Recently, researchers from the Mira Institute, Google DeepMind, and Microsoft Research conducted an in-depth investigation into the reasoning capabilities of AI language models, finding significant shortcomings in small and inexpensive models when solving complex problems.

This study focused on a test named "Combined GSM," designed to evaluate these models' performance in solving chain-based elementary math problems.

AI Robot Artificial Intelligence (3) Data Analysis

Image source note: The image is AI-generated, authorized by the service provider Midjourney

The researchers combined two problems from the GSM8K dataset, using the answer from the first problem as a variable in the second for testing. The results showed that most models performed far below expectations on these complex reasoning tasks, especially pronounced in smaller models. Although small models scored similarly to larger models on standard math tests like GSM8K, their logical gaps widened significantly in the new combined test, reaching up to 2 to 12 times.

Take GPT-4o mini as an example; it significantly lagged behind GPT-4o in the new test, despite being nearly equivalent in the original benchmark. Other models such as Gemini and LLAMA3 showed similar patterns. The study indicates that while these small models can recognize surface patterns in common tasks, they struggle to apply this knowledge in new contexts.

The research also found flaws in even models specifically designed for mathematics. For instance, Qwen2.5-Math-7B-IT scored over 80% on high-difficulty high school math problems but was less than 60% accurate on chain-based elementary math problems. For smaller models, instruction tuning methods significantly improved performance in the original GSM8K test but offered minimal enhancement in the combined GSM test.

This study is not entirely up-to-date, as OpenAI's recently launched logical optimization model o1 was not included in the test. Although there are indications that o1 has significantly improved planning capabilities, the research shows that humans still have the upper hand in solving math problems in terms of speed and elegance.
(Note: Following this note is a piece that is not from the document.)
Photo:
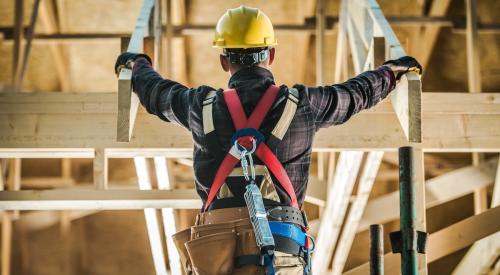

Google's Gemini model has also shown stronger math abilities after recent updates.

The researchers emphasize that existing evaluation methods may mask these models' systemic differences, leading to overestimations of small models' capabilities. They call for a reevaluation of the development strategies for low-cost AI systems, questioning the inherent limitations of these models in complex reasoning and generalization. This study provides deeper insights into understanding the limitations of AI systems.

Key Points:

📉 Small AI language models perform poorly in solving chain-based math problems, with logical gaps up to 12 times higher.

🧮 Even models specifically designed for mathematics have accuracy rates below 60% on basic problems.

🔍 Existing evaluation methods may overestimate the capabilities of small models; their development strategies need reexamination.